The momentum factor is explained through five key metrics that best capture the fundamental narrative. This helps both crypto investors and active traders make better-informed decisions. It is important to note that the seven-day interval is used as the preferred time frame.
The first metric is the change in market cap, as it filters for the highest performing tokens. From here, users can construct a macro view on themes playing out in the market by industry vertical, market cap and performance. Keep in mind that a higher market cap translates to a higher level of blockchain security.
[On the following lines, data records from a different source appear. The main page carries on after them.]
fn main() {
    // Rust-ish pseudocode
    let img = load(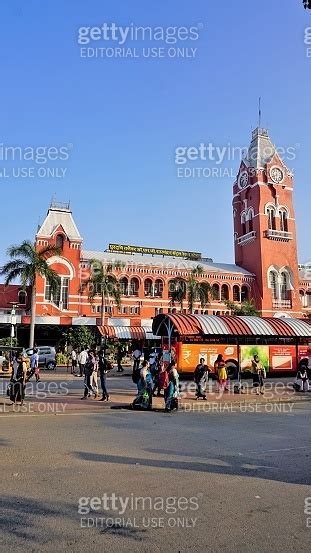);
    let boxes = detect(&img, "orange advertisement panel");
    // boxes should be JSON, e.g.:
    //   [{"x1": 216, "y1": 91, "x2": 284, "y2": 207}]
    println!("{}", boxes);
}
[
  {"x1": 269, "y1": 345, "x2": 296, "y2": 372},
  {"x1": 178, "y1": 343, "x2": 238, "y2": 373},
  {"x1": 298, "y1": 345, "x2": 311, "y2": 362}
]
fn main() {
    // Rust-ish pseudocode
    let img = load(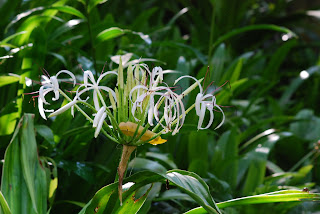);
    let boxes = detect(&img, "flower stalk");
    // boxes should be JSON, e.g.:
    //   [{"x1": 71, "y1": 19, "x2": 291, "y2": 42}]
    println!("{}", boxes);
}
[{"x1": 117, "y1": 145, "x2": 136, "y2": 205}]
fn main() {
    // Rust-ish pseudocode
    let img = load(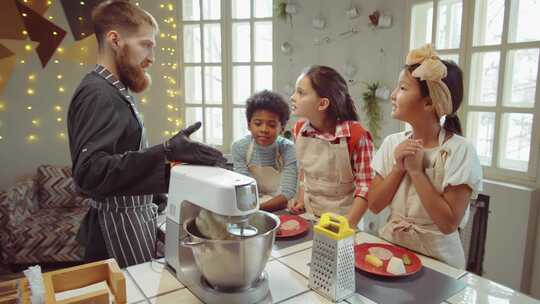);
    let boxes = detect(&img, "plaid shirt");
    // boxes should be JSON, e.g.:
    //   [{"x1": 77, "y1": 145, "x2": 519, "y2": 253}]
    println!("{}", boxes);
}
[{"x1": 293, "y1": 119, "x2": 374, "y2": 199}]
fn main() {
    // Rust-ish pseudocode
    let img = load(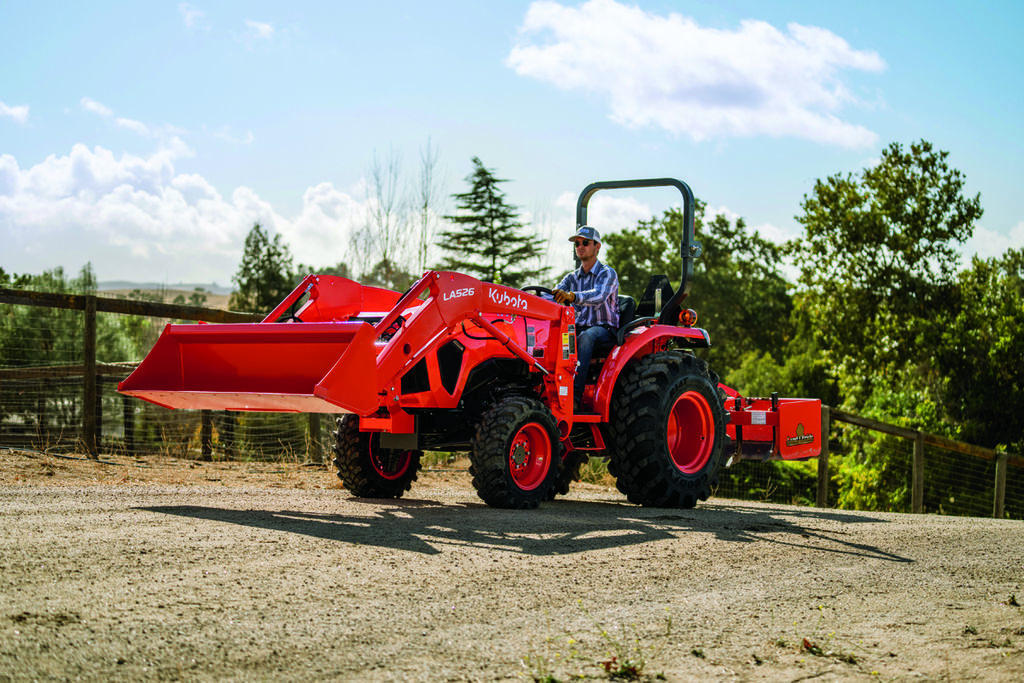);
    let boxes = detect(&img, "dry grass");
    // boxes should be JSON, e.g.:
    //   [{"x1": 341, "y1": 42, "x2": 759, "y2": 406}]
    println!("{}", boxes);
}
[{"x1": 0, "y1": 448, "x2": 340, "y2": 489}]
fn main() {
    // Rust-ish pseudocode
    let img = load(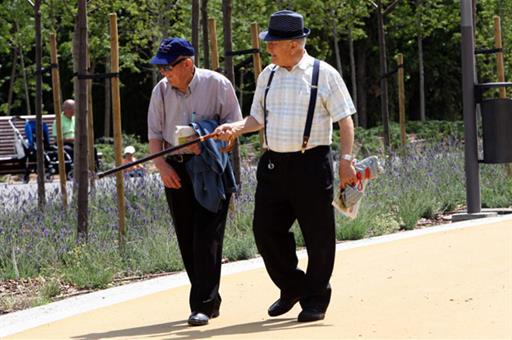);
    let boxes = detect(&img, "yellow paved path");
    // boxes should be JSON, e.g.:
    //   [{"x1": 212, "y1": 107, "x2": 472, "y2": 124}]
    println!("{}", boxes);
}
[{"x1": 3, "y1": 216, "x2": 512, "y2": 339}]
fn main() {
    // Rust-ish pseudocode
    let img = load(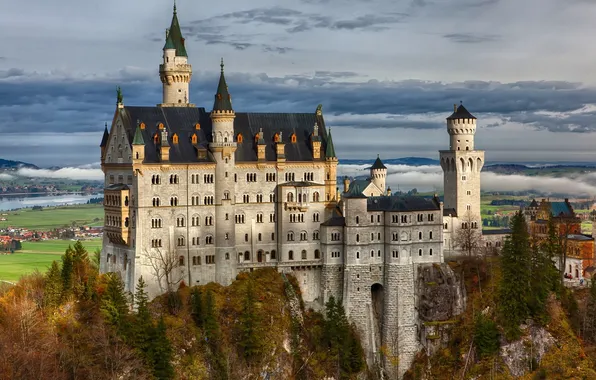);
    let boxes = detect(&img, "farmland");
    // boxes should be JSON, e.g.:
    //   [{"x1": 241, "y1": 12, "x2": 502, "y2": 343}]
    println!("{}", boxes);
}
[
  {"x1": 0, "y1": 239, "x2": 101, "y2": 282},
  {"x1": 0, "y1": 204, "x2": 103, "y2": 231}
]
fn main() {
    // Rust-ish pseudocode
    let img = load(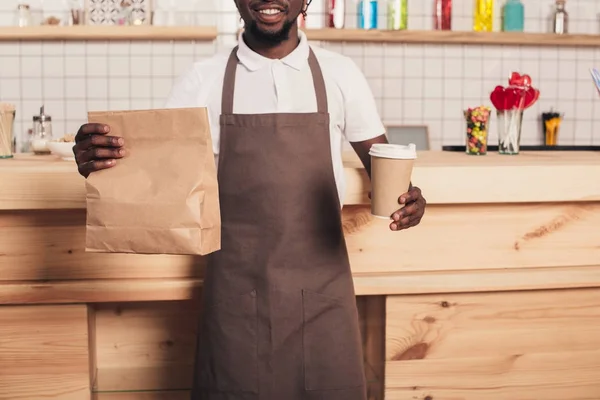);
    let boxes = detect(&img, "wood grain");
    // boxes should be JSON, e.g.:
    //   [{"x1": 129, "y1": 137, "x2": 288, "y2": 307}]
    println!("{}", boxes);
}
[
  {"x1": 305, "y1": 28, "x2": 600, "y2": 47},
  {"x1": 2, "y1": 202, "x2": 600, "y2": 302},
  {"x1": 343, "y1": 203, "x2": 600, "y2": 274},
  {"x1": 385, "y1": 289, "x2": 600, "y2": 399},
  {"x1": 0, "y1": 305, "x2": 90, "y2": 400},
  {"x1": 0, "y1": 210, "x2": 204, "y2": 281},
  {"x1": 0, "y1": 279, "x2": 203, "y2": 304},
  {"x1": 0, "y1": 26, "x2": 217, "y2": 41},
  {"x1": 93, "y1": 301, "x2": 200, "y2": 392},
  {"x1": 93, "y1": 392, "x2": 190, "y2": 400},
  {"x1": 3, "y1": 152, "x2": 600, "y2": 210}
]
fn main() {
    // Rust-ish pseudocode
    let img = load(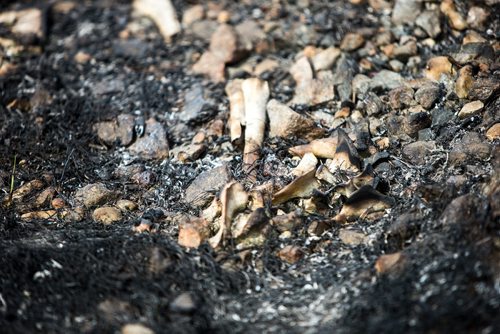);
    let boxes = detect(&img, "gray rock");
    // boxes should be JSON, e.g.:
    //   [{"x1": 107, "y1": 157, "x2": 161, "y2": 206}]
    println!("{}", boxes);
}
[
  {"x1": 370, "y1": 70, "x2": 405, "y2": 92},
  {"x1": 184, "y1": 164, "x2": 231, "y2": 208},
  {"x1": 128, "y1": 118, "x2": 169, "y2": 160},
  {"x1": 416, "y1": 10, "x2": 442, "y2": 38},
  {"x1": 74, "y1": 183, "x2": 114, "y2": 207},
  {"x1": 169, "y1": 292, "x2": 197, "y2": 313},
  {"x1": 418, "y1": 128, "x2": 435, "y2": 141},
  {"x1": 363, "y1": 92, "x2": 384, "y2": 116},
  {"x1": 431, "y1": 108, "x2": 454, "y2": 128},
  {"x1": 415, "y1": 84, "x2": 441, "y2": 110},
  {"x1": 388, "y1": 86, "x2": 415, "y2": 110},
  {"x1": 392, "y1": 0, "x2": 422, "y2": 26},
  {"x1": 180, "y1": 85, "x2": 215, "y2": 123},
  {"x1": 333, "y1": 54, "x2": 357, "y2": 101},
  {"x1": 339, "y1": 229, "x2": 367, "y2": 246},
  {"x1": 352, "y1": 74, "x2": 372, "y2": 99},
  {"x1": 402, "y1": 141, "x2": 436, "y2": 165}
]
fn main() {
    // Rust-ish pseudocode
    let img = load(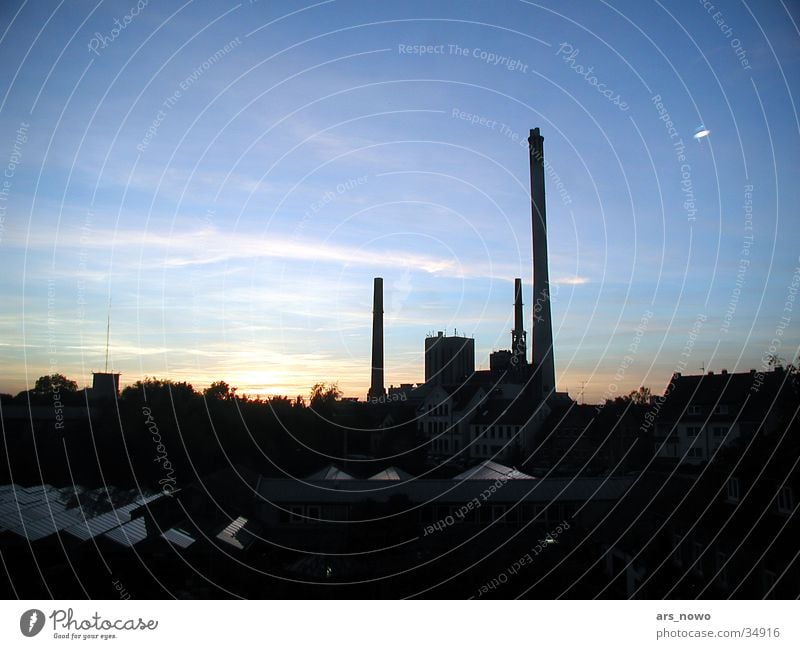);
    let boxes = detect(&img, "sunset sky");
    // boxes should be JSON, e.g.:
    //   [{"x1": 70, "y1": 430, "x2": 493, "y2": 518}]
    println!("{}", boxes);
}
[{"x1": 1, "y1": 0, "x2": 798, "y2": 402}]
The second metric is protocol revenue. This metric captures the change in the underlying revenue of the protocol, which often accelerates with the advent of liquidity-mining programs. Similarly, total revenue can also be used, as it captures the same data. The goal here is to do a relative comparison of protocol revenue across high-performing tokens. This helps identify similar potential catalysts, in the interim, as trends emerge.
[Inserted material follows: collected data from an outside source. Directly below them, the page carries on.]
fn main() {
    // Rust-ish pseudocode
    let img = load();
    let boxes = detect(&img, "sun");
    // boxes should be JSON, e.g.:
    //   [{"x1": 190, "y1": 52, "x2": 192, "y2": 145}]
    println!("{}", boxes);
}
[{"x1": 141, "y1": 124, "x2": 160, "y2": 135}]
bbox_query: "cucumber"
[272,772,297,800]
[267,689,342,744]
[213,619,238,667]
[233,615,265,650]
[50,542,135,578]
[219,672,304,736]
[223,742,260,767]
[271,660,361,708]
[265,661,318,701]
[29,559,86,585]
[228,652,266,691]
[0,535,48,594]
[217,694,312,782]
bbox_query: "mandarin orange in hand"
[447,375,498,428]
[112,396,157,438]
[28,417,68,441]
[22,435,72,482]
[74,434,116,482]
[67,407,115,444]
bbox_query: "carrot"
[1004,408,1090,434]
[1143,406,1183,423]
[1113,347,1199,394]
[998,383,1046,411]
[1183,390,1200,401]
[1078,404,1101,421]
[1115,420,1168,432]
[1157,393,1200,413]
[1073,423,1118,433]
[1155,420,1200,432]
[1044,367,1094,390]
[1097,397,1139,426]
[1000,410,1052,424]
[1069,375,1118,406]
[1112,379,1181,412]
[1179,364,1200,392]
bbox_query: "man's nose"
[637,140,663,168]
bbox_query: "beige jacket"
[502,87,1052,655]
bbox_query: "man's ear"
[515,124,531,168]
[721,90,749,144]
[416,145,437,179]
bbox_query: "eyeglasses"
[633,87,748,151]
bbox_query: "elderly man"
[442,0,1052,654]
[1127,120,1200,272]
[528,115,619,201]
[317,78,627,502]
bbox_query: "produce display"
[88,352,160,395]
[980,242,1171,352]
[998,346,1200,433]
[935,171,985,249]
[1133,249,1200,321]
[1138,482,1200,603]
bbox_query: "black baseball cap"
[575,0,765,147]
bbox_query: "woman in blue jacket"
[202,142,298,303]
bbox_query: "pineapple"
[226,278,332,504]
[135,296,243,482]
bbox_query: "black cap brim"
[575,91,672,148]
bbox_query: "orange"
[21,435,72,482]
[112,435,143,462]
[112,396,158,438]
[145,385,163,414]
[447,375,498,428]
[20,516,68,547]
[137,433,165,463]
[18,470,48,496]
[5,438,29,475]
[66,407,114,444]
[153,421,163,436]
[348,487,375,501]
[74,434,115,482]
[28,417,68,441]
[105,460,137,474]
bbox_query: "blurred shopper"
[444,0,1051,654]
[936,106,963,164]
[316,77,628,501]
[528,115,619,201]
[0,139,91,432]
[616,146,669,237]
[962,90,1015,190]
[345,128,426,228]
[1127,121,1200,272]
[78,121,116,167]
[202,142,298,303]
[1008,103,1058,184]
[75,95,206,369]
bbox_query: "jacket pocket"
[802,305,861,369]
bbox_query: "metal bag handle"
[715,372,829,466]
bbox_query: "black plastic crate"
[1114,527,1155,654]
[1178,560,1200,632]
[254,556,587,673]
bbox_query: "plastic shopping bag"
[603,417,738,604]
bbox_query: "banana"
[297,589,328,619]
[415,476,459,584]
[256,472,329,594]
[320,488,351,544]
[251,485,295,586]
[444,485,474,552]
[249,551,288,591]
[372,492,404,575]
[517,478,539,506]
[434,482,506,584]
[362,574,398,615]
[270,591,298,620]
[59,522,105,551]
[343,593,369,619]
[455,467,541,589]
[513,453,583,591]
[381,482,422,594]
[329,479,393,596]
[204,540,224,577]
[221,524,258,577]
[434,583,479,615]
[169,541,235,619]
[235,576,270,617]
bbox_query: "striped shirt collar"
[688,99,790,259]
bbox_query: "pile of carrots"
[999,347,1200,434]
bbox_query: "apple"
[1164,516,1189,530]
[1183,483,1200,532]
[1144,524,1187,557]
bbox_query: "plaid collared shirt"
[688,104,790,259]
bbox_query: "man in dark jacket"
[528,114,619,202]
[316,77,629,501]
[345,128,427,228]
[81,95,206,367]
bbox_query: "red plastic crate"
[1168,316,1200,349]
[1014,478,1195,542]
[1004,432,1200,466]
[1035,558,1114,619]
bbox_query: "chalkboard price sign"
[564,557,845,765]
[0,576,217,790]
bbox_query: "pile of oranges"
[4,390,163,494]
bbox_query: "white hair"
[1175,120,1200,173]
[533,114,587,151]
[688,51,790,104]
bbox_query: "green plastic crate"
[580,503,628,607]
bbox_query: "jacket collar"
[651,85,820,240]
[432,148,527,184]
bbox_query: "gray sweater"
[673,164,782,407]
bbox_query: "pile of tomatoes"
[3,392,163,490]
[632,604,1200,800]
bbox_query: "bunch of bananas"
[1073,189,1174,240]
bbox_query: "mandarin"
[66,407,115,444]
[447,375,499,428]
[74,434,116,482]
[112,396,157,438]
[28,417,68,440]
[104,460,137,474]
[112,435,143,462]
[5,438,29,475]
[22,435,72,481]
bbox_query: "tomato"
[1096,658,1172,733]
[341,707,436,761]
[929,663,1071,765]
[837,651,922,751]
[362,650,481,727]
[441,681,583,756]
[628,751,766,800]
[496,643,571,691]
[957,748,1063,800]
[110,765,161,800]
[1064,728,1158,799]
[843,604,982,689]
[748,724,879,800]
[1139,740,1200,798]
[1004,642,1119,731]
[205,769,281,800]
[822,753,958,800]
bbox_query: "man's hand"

The third metric is changes in total value locked (TVL). This captures the adoption of a DeFi project, as it calculates the total US dollar value of all tokens locked in the project’s smart contracts. A low TVL signals low liquidity and high slippage on the protocol. Conversely, a high TVL signals high liquidity and low slippage.
The fourth metric is the price-to-sales ratio. The price-to-sales ratio compares a protocol’s market cap to its revenue. A low ratio could imply that the protocol is undervalued and vice versa. The price-to-sales ratio is an ideal valuation method, especially for early-stage protocols, which often have little or no revenue.
The fifth metric is a bridge tracker that is applicable to layer-one protocols: Ethereum, Polygon, Terra, Fanton and Binance Smart Chain. UniWhales provides a free, data-rich bridge tracker. The tool tracks the amount of deposits and withdrawals across the bridge, effectively demystifying capital flows across layer-one ecosystems. This was particularly useful in identifying Avalanche, early on, as the metric showed high levels of net deposits.